845 Views Asked by At

I'm sure there's a good reason for this, but I can't see what it is. Inside __handle_irq_event_percpu the kernel loops over all the handlers registered for a particular IRQ line and calls it. What I don't understand is why this loop isn't exited when the first handler returning IRQ_HANDLED is reached? It seems like a simple performance improvement, so there must be something I don't understand.

Does anyone know why?

2

There are 2 best solutions below

1
On BEST ANSWER

In the Linux source tree, __handle_irq_event_percpu() is in kernel/irq/handle.c:

irqreturn_t __handle_irq_event_percpu(struct irq_desc *desc, unsigned int *flags)
{
    irqreturn_t retval = IRQ_NONE;
    unsigned int irq = desc->irq_data.irq;
    struct irqaction *action;

    record_irq_time(desc);

    for_each_action_of_desc(desc, action) {
        irqreturn_t res;

        trace_irq_handler_entry(irq, action);
        res = action->handler(irq, action->dev_id);
        trace_irq_handler_exit(irq, action, res);

        if (WARN_ONCE(!irqs_disabled(),"irq %u handler %pS enabled interrupts\n",
                  irq, action->handler))
            local_irq_disable();

        switch (res) {
        case IRQ_WAKE_THREAD:
            /*
             * Catch drivers which return WAKE_THREAD but
             * did not set up a thread function
             */
            if (unlikely(!action->thread_fn)) {
                warn_no_thread(irq, action);
                break;
            }

            __irq_wake_thread(desc, action);

            /* Fall through - to add to randomness */
        case IRQ_HANDLED:
            *flags |= action->flags;
            break;

        default:
            break;
        }

        retval |= res;
    }

    return retval;
}

The for_each_action_of_desc(desc, action) macro travels in the action list of the IRQ descriptor:

#define for_each_action_of_desc(desc, act)          \
    for (act = desc->action; act; act = act->next)
[...]
struct irq_desc {
    struct irq_common_data  irq_common_data;
    struct irq_data     irq_data;
    unsigned int __percpu   *kstat_irqs;
    irq_flow_handler_t  handle_irq;
    struct irqaction    *action;    /* IRQ action list */
[...]
struct irqaction {
    irq_handler_t       handler;
    void            *dev_id;
    void __percpu       *percpu_dev_id;
    struct irqaction    *next;
    irq_handler_t       thread_fn;
    struct task_struct  *thread;
    struct irqaction    *secondary;
    unsigned int        irq;
    unsigned int        flags;
    unsigned long       thread_flags;
    unsigned long       thread_mask;
    const char      *name;
    struct proc_dir_entry   *dir;
} ____cacheline_internodealigned_in_smp;

There are multiple entries in the action list if the interrupt line is shared by several devices. So, several devices may enter in interrupt state at the same time. Hence, the action is to be called for all the devices sharing the line to check if there is something to do.

N.B.:

  • This answer is better argumented on the subject
  • This blog article depicts the steps of interrupt handling in the Linux kernel.
0
On

Inside __handle_irq_event_percpu the kernel loops over all the handlers registered for a particular IRQ line and calls it. What I don't understand is why this loop isn't exited when the first handler returning IRQ_HANDLED is reached? It seems like a simple performance improvement, so there must be something I don't understand.

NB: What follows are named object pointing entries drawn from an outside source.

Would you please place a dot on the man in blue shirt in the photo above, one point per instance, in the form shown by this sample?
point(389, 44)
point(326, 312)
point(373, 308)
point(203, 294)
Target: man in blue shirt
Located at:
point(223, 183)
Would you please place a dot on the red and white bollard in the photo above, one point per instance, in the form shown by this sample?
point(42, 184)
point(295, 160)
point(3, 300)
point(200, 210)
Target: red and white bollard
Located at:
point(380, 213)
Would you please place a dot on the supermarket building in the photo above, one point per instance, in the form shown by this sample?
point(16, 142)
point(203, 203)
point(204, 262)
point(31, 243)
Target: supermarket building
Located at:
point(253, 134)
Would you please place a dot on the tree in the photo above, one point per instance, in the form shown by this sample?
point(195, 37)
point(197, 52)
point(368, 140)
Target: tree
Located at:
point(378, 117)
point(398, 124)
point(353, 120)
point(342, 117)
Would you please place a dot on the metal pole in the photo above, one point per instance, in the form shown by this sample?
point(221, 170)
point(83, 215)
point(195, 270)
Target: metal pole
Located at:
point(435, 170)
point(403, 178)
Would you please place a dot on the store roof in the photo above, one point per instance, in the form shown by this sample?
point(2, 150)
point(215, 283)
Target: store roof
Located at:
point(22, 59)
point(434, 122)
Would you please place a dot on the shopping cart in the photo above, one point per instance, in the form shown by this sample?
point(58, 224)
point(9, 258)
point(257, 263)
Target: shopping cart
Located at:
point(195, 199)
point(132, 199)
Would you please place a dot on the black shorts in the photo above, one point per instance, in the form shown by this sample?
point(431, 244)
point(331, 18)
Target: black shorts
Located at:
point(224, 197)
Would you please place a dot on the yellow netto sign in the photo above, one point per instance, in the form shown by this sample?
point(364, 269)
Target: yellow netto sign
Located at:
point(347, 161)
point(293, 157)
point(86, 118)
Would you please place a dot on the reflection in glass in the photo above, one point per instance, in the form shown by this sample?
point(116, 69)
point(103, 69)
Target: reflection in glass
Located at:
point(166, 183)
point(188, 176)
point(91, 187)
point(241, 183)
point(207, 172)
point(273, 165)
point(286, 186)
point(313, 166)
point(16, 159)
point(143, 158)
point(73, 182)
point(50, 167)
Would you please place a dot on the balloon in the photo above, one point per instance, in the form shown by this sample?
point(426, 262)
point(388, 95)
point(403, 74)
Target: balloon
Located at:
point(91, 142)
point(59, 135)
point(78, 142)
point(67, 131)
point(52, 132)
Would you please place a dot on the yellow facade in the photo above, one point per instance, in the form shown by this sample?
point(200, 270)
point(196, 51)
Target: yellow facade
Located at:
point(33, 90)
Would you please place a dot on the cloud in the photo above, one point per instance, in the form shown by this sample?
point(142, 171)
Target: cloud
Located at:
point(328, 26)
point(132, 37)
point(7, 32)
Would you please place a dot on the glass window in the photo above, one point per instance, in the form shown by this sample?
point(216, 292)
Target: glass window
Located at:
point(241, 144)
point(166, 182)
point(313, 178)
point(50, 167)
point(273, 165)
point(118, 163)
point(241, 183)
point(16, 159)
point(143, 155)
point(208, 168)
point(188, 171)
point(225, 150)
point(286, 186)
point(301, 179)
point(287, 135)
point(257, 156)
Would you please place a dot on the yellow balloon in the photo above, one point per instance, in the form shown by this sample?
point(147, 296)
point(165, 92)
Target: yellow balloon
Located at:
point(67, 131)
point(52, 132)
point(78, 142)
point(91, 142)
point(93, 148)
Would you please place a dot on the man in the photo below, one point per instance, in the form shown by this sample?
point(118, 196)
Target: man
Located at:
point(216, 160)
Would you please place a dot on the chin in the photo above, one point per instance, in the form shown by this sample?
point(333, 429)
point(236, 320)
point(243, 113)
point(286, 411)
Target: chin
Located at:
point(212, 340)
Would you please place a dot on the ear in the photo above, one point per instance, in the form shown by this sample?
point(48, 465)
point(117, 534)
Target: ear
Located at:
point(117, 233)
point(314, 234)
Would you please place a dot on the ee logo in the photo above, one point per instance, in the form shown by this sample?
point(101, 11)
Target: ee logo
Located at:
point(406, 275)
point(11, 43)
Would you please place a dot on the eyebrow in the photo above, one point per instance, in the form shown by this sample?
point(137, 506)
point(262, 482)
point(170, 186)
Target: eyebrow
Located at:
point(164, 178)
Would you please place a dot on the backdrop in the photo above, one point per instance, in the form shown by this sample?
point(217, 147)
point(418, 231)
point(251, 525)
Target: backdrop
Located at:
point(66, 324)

There are 2 cases to consider - shared edge triggered IRQs and shared level triggered IRQs.

Shared Edge Triggered IRQs

In this case, 2 or more devices can send an IRQ at the same time or at similar times. If this happens and the "for each driver" loop is exited when the first handler returns IRQ_HANDLED then other devices can/will become stuck in a "waiting for IRQ handler's attention" state (most likely causing devices to lock up permanently). To avoid that, for edge triggered IRQs, the kernel's "for each driver" loop must notify all drivers (and can't stop as soon as one returns IRQ_HANDLED).

Note that shared edge triggered IRQs are rare. For 80x86 PCs it's possible when there are more than 2 serial port controllers (which can be solved by using the same driver for all serial port controllers and dealing with the problem in the driver and not in the kernel's IRQ management code), but apart from that shared edge triggered IRQs simply don't exist (on 80x86 PCs).

Shared Level Triggered IRQs

In this case, 2 or more devices can send an IRQ at the same time or at similar times; but if this happens and the "for each driver" loop is exited when the first handler returning IRQ_HANDLED then the other IRQs (from other devices) are not lost. Instead, the interrupt controller will see "level is still being triggered by at least one device" and will re-issue the IRQ (and keep sending more IRQs until all devices are satisfied).

For shared level triggered IRQs, it's a performance compromise (that has nothing to do with "correctness"). More specifically:

  • If it's very likely that multiple devices will want attention at the same or similar time; then you can improve performance by continuing the loop (when a driver returns IRQ_HANDLED) because it's likely that this will avoid the cost of the interrupt controller re-issuing the IRQ.

  • If it's very unlikely that multiple devices will want attention at the same or similar time; then you can improve performance by stopping the loop as soon as driver returns IRQ_HANDLED because it's likely that this will avoid the cost of the executing unnecessary device drivers' interrupt handlers.

Note that this depends on the order that device drivers' IRQ handlers are called. To understand this imagine there are 2 devices sharing an IRQ line and almost all IRQs come from the first device. If the first device's driver's IRQ handler is called first and returns IRQ_HANDLED then it'd be unlikely that the second device also sent an IRQ at the same time; but if the second device's driver's IRQ handler is called first and returns IRQ_HANDLED then it'd be likely that the second device also sent an IRQ at the same time.

In other words; if the kernel sorted the list of device drivers in order of "chance the device sent an IRQ"; then it becomes more likely that stopping the loop as soon as a driver returns IRQ_HANDLED will improve performance (and it becomes more likely that the first driver called will return IRQ_HANDLED sooner).

However tracking statistics and "being smarter" (determining how to optimize performance dynamically based on those statistics) would also add a little overhead, and (at least in theory, especially if device drivers' interrupt handlers are extremely fast anyway) this could cost more performance than you'd gain.

Essentially; it'd take a lot of work (research, benchmarking) to quantify and maximize the potential benefits; and it's a lot easier to not bother (and always call all device driver's interrupt handlers" even when it is worse).